All are effectively zero-yield and should be held for capital appreciation rather than income.
07Is CUE or RCUS better for a retirement portfolio?
For long-horizon retirement investors, Arcus Biosciences, Inc.
(RCUS) is the stronger choice — it scores higher on the combination of lower volatility, dividend reliability, and long-term compounding. Cue Biopharma, Inc. (CUE) carries a higher beta of 2. 34 — meaning larger drawdowns in market downturns, which matters significantly when you cannot wait years for a recovery. Both have compounded well over 10 years (RCUS: +45. 9%, CUE: -89. 8%), confirming both are viable long-term holds — but the lower-volatility option typically results in less emotional selling during corrections. Retirement portfolios generally favour predictability over maximum returns.
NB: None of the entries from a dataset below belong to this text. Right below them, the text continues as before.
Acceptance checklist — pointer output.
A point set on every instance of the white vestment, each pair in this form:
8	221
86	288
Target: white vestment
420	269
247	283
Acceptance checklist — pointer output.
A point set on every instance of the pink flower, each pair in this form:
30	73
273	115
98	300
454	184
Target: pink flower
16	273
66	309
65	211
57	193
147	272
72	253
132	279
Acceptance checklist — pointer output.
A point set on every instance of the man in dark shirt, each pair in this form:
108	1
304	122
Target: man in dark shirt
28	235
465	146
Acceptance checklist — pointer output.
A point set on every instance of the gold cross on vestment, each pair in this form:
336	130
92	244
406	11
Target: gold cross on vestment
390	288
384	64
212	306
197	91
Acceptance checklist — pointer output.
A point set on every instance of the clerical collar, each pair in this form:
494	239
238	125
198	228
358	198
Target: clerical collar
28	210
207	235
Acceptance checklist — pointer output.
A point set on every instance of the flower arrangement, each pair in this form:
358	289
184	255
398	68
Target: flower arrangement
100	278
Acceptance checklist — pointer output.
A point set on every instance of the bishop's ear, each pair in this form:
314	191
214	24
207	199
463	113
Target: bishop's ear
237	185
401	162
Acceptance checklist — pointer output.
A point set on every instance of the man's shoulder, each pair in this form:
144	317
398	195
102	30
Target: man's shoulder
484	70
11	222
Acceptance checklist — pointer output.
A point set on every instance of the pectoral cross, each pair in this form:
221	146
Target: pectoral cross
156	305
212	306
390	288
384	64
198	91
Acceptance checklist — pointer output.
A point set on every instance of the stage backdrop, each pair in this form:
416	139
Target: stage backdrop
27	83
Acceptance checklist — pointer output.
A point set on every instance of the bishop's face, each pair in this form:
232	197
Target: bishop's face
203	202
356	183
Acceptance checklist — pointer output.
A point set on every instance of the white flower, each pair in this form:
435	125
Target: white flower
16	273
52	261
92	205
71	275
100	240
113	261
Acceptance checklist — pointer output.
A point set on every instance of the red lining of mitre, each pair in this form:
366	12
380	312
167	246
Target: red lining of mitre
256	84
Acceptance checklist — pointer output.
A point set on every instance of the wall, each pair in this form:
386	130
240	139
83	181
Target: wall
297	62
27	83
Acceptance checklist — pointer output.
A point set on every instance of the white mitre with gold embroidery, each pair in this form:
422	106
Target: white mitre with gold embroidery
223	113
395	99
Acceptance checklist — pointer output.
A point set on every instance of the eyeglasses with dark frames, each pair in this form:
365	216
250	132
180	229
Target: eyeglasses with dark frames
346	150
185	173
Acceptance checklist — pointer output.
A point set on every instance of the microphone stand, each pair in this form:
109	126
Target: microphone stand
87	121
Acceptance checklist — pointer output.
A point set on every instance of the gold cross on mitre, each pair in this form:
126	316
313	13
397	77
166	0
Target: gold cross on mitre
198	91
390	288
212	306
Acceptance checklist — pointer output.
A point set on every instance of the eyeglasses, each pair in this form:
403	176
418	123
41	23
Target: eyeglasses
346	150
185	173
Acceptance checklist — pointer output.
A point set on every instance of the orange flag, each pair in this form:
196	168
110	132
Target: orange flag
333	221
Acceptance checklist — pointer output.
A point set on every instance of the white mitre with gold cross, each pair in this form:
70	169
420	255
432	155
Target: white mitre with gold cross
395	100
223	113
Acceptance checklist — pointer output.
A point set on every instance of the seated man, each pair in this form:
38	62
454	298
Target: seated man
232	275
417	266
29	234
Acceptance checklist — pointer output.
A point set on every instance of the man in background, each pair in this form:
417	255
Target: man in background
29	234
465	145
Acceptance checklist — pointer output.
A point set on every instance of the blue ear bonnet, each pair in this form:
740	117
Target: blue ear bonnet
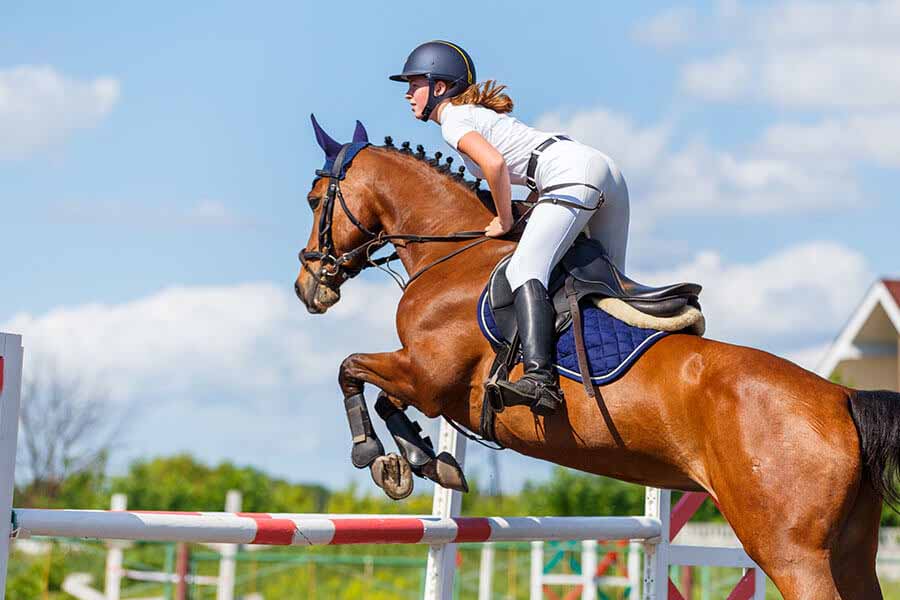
334	149
352	150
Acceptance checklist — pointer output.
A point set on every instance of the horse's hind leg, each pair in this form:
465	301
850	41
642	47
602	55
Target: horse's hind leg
853	553
418	451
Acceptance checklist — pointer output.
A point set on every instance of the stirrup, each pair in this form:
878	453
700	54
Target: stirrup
543	397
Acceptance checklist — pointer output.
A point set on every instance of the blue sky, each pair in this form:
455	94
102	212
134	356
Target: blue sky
154	160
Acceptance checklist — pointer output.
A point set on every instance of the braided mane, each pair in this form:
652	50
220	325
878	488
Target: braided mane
444	169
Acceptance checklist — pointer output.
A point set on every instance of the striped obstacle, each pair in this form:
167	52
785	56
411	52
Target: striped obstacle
442	531
282	529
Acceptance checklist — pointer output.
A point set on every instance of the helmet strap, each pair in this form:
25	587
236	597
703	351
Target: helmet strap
433	100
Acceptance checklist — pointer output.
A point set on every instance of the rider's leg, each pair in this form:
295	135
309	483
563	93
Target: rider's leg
550	231
609	224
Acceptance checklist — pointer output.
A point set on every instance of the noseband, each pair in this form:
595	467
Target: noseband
335	267
332	265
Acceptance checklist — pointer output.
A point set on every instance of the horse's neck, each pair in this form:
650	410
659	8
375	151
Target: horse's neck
421	201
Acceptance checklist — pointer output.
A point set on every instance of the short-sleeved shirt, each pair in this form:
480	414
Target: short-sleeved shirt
512	138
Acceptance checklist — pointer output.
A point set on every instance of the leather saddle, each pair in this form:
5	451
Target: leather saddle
592	274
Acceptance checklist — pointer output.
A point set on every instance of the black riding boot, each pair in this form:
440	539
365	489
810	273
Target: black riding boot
535	317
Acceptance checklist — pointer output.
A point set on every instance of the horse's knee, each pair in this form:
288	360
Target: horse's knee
348	378
800	574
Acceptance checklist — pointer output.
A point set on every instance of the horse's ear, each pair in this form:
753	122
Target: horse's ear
359	134
326	143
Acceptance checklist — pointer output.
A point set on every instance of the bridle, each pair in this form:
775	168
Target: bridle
337	267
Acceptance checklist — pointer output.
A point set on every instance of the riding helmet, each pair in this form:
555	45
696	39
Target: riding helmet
439	61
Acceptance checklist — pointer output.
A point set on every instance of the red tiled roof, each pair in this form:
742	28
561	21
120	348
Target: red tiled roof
893	286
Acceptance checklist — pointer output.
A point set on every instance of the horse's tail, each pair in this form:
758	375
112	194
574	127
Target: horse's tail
877	418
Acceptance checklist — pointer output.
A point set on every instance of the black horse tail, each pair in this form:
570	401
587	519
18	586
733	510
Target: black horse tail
877	418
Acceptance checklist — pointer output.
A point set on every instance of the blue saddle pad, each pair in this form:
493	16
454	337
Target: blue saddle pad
612	345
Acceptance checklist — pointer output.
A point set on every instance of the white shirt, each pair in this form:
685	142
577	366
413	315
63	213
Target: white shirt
512	138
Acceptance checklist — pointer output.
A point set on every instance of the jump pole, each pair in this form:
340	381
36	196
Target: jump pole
10	396
655	530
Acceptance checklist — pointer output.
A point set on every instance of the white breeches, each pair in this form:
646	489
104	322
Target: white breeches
552	228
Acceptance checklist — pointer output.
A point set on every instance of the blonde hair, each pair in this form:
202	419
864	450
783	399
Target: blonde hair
488	94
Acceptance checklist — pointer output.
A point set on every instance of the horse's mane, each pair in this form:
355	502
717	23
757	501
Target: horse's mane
458	177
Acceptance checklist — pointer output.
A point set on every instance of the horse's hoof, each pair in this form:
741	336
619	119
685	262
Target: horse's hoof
366	452
393	474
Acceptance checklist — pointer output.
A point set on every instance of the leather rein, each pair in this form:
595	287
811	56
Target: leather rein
337	267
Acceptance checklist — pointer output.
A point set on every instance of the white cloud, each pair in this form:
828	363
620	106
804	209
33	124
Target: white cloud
693	178
672	27
722	78
253	337
802	54
803	292
239	372
205	213
872	137
39	107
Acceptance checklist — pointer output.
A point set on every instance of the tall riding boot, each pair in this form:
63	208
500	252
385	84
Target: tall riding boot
535	317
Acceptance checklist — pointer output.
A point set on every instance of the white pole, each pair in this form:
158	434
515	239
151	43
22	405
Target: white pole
11	353
657	505
441	565
537	571
225	585
486	572
634	569
760	580
113	580
588	569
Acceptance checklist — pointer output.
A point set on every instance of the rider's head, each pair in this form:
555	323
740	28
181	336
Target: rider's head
435	71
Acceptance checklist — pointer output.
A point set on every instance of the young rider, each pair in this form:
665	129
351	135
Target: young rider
579	188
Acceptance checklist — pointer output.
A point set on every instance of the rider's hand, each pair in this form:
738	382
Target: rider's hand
497	228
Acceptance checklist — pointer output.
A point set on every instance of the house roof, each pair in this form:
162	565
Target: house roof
893	286
886	293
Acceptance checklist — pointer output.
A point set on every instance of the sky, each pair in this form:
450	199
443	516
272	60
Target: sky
155	158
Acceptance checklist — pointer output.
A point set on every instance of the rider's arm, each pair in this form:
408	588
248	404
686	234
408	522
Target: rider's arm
495	171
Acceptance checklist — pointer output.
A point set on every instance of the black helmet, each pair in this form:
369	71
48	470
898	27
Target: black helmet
439	61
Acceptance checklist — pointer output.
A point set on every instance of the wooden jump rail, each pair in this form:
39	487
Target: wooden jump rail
654	530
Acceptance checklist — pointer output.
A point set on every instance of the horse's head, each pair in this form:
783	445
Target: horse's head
343	222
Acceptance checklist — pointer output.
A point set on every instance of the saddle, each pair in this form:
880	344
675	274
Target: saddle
590	274
585	272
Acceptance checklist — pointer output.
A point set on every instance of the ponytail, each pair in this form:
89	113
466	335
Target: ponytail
488	94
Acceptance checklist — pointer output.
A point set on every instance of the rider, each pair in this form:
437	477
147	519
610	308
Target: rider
579	188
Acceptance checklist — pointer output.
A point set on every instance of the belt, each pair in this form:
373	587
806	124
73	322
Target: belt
535	154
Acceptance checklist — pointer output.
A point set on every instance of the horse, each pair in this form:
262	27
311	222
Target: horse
798	465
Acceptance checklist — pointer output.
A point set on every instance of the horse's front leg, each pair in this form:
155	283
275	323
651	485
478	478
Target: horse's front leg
385	370
391	372
418	450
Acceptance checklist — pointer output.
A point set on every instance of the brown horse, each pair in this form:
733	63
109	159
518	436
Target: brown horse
797	464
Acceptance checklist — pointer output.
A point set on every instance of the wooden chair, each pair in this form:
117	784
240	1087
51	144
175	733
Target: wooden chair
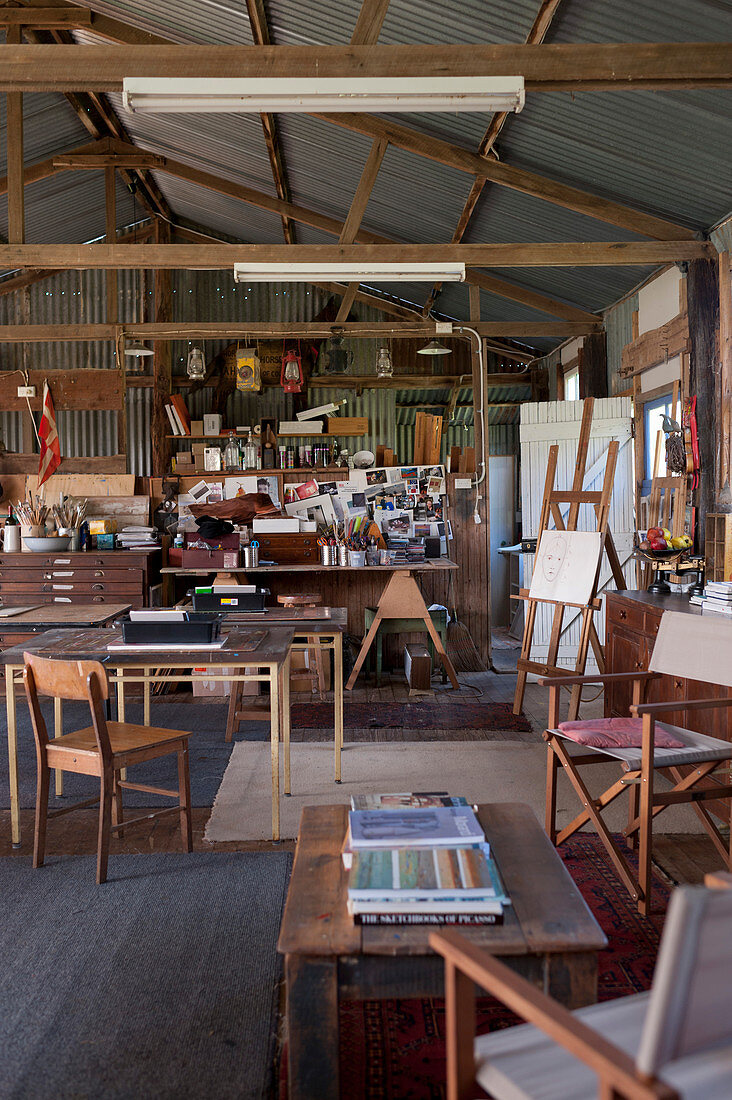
687	647
315	672
102	749
674	1043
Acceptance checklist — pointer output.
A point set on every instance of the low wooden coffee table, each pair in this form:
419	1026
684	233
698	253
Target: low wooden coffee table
548	935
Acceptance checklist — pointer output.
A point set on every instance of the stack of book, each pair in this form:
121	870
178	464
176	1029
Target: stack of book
426	862
718	597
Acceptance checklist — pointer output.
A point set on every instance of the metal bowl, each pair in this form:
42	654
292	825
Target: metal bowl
43	545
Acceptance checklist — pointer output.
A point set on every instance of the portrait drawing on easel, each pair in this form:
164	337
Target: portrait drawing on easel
566	567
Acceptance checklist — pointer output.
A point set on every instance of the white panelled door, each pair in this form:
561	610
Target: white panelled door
547	422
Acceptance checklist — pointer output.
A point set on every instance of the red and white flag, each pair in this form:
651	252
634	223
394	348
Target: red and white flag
48	438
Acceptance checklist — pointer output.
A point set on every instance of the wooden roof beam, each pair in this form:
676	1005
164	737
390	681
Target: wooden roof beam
557	67
261	36
219	256
536	34
354	216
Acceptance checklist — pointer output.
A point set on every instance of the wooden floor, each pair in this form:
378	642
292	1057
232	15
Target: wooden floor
683	858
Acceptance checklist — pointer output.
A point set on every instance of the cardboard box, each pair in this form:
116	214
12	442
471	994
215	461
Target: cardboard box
347	425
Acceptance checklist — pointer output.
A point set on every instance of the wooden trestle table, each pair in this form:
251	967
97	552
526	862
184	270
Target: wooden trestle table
255	653
548	935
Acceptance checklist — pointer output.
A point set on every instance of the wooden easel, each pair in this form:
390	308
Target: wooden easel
402	598
550	509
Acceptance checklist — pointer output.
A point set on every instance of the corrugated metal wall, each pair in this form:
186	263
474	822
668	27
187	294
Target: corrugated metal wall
619	325
79	297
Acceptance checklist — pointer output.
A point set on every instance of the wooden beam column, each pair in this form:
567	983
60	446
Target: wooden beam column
482	531
162	363
110	209
724	495
356	215
702	295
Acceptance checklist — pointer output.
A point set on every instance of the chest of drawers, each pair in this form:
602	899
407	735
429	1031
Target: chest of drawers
111	576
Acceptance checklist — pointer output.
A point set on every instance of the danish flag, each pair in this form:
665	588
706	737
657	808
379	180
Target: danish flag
48	438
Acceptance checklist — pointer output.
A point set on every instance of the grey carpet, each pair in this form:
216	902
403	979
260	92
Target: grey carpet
162	983
209	754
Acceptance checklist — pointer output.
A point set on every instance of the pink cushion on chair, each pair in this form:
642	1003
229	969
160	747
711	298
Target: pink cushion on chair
616	734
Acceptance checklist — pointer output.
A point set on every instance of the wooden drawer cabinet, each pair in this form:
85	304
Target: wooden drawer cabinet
632	624
80	578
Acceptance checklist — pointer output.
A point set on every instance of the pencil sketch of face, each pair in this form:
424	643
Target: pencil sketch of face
554	557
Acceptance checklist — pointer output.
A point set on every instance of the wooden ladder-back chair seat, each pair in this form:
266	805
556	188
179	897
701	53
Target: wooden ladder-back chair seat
101	749
674	1043
688	648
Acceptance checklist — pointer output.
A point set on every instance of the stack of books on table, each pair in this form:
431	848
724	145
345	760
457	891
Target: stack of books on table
718	597
426	862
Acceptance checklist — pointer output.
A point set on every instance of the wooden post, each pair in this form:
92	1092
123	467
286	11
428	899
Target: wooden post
15	180
482	449
110	208
724	495
593	366
702	290
162	364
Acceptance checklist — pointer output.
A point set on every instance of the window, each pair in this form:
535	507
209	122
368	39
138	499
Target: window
653	413
571	384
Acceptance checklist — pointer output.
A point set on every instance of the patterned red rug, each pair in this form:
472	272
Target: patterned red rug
395	1049
458	715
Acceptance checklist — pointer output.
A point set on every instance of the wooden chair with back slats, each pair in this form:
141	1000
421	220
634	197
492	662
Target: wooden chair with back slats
102	749
673	1043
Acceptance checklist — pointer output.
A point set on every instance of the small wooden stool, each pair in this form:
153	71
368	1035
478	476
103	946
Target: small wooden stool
316	675
404	626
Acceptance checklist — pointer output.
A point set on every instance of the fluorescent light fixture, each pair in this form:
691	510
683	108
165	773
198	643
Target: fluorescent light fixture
196	95
366	272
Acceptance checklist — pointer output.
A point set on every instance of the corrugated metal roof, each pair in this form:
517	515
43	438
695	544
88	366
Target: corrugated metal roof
665	152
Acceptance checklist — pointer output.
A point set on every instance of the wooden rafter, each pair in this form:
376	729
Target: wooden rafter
218	256
354	216
527	183
206	330
261	36
536	34
557	67
249	195
101	121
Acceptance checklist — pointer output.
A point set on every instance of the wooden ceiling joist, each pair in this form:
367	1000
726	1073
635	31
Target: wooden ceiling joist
557	67
354	216
261	36
46	17
188	330
220	256
536	34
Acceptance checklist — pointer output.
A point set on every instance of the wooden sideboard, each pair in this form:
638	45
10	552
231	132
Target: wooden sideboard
89	576
632	623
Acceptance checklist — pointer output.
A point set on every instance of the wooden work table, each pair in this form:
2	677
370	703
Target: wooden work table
632	623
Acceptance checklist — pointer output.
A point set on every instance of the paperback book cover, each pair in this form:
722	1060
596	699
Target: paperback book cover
430	825
423	875
410	800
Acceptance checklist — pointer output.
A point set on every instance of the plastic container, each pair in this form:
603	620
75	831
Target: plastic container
196	630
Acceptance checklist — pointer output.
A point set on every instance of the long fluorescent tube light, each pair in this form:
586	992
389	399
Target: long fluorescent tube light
171	95
366	272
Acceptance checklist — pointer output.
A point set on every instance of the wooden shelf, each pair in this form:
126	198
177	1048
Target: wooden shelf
287	435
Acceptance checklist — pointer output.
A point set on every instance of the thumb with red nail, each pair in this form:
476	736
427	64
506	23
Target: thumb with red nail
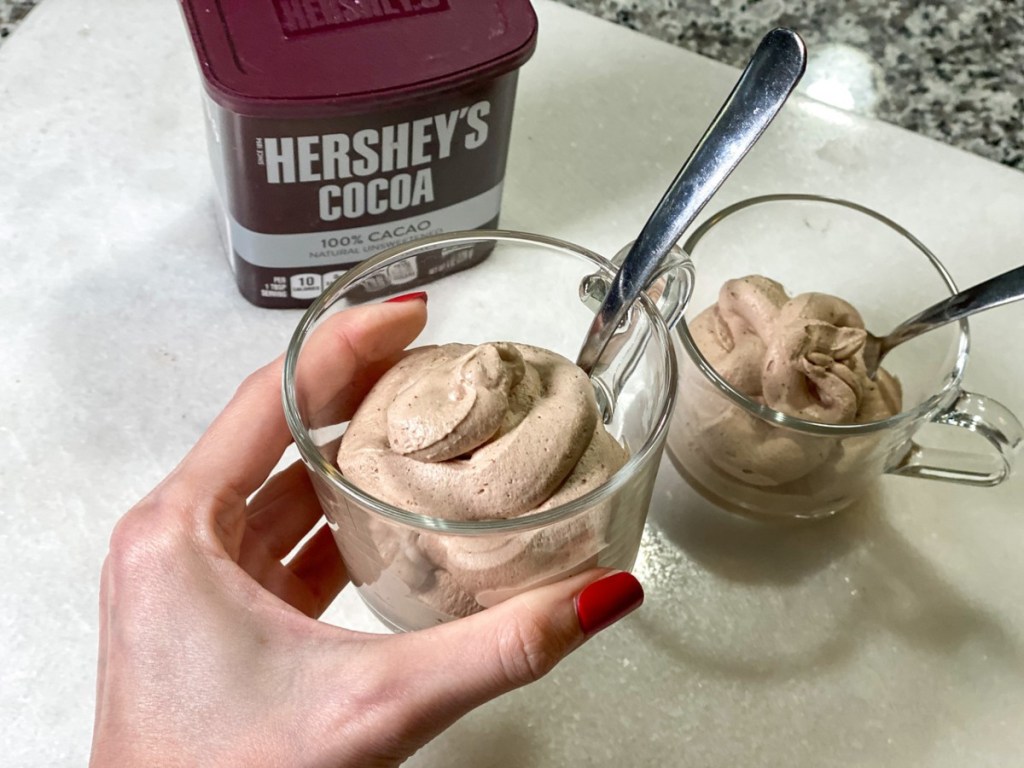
210	651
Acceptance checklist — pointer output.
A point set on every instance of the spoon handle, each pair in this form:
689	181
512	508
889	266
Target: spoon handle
768	80
993	292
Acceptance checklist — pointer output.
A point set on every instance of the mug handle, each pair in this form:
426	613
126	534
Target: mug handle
977	414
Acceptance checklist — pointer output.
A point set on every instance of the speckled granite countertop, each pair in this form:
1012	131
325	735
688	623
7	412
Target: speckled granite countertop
952	71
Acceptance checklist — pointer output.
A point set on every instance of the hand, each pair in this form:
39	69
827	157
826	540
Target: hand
209	648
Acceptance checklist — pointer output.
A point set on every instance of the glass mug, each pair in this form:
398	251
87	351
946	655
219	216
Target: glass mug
415	570
748	458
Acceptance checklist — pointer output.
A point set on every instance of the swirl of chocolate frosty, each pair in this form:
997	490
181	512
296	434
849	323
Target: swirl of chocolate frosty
803	356
478	432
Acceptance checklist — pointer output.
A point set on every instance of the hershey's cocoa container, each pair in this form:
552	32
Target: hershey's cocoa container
338	128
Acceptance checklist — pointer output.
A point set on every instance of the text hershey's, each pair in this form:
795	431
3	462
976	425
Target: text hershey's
367	155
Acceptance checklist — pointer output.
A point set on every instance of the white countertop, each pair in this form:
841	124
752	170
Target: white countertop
892	636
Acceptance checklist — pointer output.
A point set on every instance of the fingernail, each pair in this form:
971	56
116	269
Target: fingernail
416	296
603	602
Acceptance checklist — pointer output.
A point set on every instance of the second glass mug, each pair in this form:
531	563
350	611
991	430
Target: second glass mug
748	458
415	570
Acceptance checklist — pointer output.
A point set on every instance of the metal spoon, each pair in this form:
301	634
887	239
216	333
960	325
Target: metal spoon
994	292
768	80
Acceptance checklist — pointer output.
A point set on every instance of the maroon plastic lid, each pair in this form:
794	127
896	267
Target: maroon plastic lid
269	57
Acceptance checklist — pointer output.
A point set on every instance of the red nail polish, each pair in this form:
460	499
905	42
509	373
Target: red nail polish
605	601
416	296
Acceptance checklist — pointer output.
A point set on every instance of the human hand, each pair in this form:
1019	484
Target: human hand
209	648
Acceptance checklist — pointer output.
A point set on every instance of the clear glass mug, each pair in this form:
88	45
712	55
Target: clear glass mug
795	468
415	570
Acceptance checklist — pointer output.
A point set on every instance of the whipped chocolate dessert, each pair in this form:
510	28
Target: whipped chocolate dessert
802	356
474	433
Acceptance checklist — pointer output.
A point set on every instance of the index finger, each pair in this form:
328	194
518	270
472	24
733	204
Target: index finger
340	361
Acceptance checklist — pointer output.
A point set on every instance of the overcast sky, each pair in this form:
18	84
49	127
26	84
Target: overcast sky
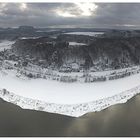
70	15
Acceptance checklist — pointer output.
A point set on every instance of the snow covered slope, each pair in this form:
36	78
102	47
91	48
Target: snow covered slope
73	99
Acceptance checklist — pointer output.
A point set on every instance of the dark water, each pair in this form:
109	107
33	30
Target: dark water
117	120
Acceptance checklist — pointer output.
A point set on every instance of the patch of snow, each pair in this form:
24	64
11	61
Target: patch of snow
30	37
76	44
65	93
85	33
5	44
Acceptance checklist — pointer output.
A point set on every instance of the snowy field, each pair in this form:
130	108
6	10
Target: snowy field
85	33
73	99
5	44
65	93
Consult a financial advisor before making allocation decisions.
08What are the main differences between CUE and RCUS?
Both stocks operate in the Healthcare sector, making this a peer-level intra-sector comparison — the same macro tailwinds and headwinds will affect both.
In terms of investment character: CUE is a small-cap high-growth stock; RCUS is a small-cap quality compounder stock. These fundamental differences mean investors should not choose between them on a single metric — the "better stock" depends entirely on which of these characteristics aligns with your investment strategy.